Dinner Invitation and Celiac Disease

Open letter for anyone inviting a celiac to dinner

Hi and welcome to my blog!

If you are reading this, most probably a friend or relative sent you the link to it, so we can have a chat about celiac disease. Please let me introduce myself. I am a food coach and have been on both sides of celiac disease. First my mom got it and I tried to understand all her strange behaviors – or at least I thought they were strange until a few years ago I got the diagnosis, too. It’s important for me to help people with celiac disease and educate those who don’t have it.

The Dinner Invitation

If you invited someone with celiac disease to dinner, you may have experienced different reactions. Very often they bring their own food or eat before they come over or even don’t want to come at all. I know all this seems horribly rude! Why on earth would your child, sister, friend or whoever not eat the delicious food you made a great effort to cook? Just alone shopping for the ingredients was a nightmare, and you cooked it with all your heart – and now that person rejects it? I know from first-hand experience that this is really hurtful. It feels like they are rejecting you, as if they don’t like you anymore and don’t appreciate all the hard work and love you put into that meal.

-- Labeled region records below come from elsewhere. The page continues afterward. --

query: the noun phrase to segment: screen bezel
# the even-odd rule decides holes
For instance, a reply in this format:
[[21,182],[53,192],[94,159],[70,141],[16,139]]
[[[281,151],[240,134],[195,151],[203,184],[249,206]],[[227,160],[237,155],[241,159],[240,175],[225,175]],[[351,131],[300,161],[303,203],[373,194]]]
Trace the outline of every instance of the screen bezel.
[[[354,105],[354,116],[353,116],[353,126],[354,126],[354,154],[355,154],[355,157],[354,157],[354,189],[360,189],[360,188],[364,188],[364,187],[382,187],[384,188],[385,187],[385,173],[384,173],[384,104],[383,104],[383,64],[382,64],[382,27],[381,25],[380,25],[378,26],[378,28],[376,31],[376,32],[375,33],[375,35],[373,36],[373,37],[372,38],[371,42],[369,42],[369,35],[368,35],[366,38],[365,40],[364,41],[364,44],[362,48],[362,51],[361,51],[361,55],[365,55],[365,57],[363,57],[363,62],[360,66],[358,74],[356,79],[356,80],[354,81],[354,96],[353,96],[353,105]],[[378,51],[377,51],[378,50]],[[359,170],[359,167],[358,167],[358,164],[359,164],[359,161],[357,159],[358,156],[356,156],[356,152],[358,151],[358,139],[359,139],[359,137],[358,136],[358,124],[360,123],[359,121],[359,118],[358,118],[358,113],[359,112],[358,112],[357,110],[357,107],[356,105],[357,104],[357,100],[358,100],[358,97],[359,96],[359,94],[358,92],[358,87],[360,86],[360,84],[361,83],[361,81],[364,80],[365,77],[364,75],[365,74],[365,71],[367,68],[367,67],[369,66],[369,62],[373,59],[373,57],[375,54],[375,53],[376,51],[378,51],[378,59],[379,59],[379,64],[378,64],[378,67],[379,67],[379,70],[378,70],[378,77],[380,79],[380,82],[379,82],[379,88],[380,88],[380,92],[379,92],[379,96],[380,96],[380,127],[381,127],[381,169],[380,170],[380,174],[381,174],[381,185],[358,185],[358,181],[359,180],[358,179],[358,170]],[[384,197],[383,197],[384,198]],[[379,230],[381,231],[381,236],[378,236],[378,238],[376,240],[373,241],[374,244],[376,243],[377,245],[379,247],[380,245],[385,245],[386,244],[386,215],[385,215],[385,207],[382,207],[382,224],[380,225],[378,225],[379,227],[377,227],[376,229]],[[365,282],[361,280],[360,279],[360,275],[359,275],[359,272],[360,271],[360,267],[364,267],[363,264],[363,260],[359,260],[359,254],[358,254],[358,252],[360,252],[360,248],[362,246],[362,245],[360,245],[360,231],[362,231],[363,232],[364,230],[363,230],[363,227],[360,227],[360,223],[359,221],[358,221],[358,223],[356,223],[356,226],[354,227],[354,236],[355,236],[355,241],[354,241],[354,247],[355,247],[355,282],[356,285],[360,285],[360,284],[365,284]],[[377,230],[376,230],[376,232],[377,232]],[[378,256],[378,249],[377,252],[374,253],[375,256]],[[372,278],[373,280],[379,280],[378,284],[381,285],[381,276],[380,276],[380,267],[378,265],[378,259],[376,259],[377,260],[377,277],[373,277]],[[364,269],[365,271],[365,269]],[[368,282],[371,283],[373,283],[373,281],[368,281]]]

Let me get one thing clear

Your friend or family member still loves you. Really! He or she does! And he or she would love nothing more to eat that delicious smelling turkey and the stuffing, to taste the wonderful gravy and to indulge into the marvelous cake you baked. They wish they could have just a tiny bite of the wonderful fresh bread and take a sip of the beer you are offering them.

But they can’t, we can’t! And it is breaking our hearts. That’s why people with celiac disease sometimes won’t accept the invitation. We don’t want to break your heart and don’t want to get our hearts broken.

So why are we with celiac disease behaving seemingly rude?

Simply because we are fighting for our health. I know it sounds incredibly silly when we say that only a tiny crumb will make us sick – this sounds completely mad. Unfortunately it isn’t. It is the reality we with celiac disease live with, day in and day out. One tiny crumb will destroy our small intestines with horrible consequences. Many of us simply get sick, some with bloating, some with diarrhea, some with vomiting. But that’s not all! Every time we eat gluten – even a tiny bit – our small intestine won’t be able to do its job! We can’t digest minerals, vitamins and trace elements for some time, we feel like having the flu, some get mood swings, get depressive or have sleeping problems. All this because of a crumb. And as if that wasn’t bad enough, if we eat gluten more often the chances of developing bowel cancer rise significantly.

There are some people with celiac disease who strangely don’t show any reactions at all. But science and medicine have shown that the damage to the small intestine does happen, too! They just don’t feel it, but the consequences are the same.

And that’s why we won’t eat anything from your wonderful meal. We would love to, but that would mean damaging our bodies in a way we can’t risk. Imagine someone would offer you rat poison – you wouldn’t eat it either… (Of course your fantastic meal is no rat poison!)

One last word about cooking gluten-free

We really do appreciate if you offer to cook a gluten-free version of the meal. It’s hard to prevent contamination in the kitchen because you have to keep everything separate and cannot use certain utensils. That’s why people with celiac disease often don’t accept that offer – it is simply too risky. And we don’t think your kitchen is dirty or anything like that. We just know how difficult it is to make the kitchen celiac safe.

We still love to get invited to your dinners, but please don’t mind us bringing our own food. We are used to that and will still enjoy your company and the atmosphere. And if you have a cool bottle of certified gluten-free beer or gluten-free cookies then we are over the moon!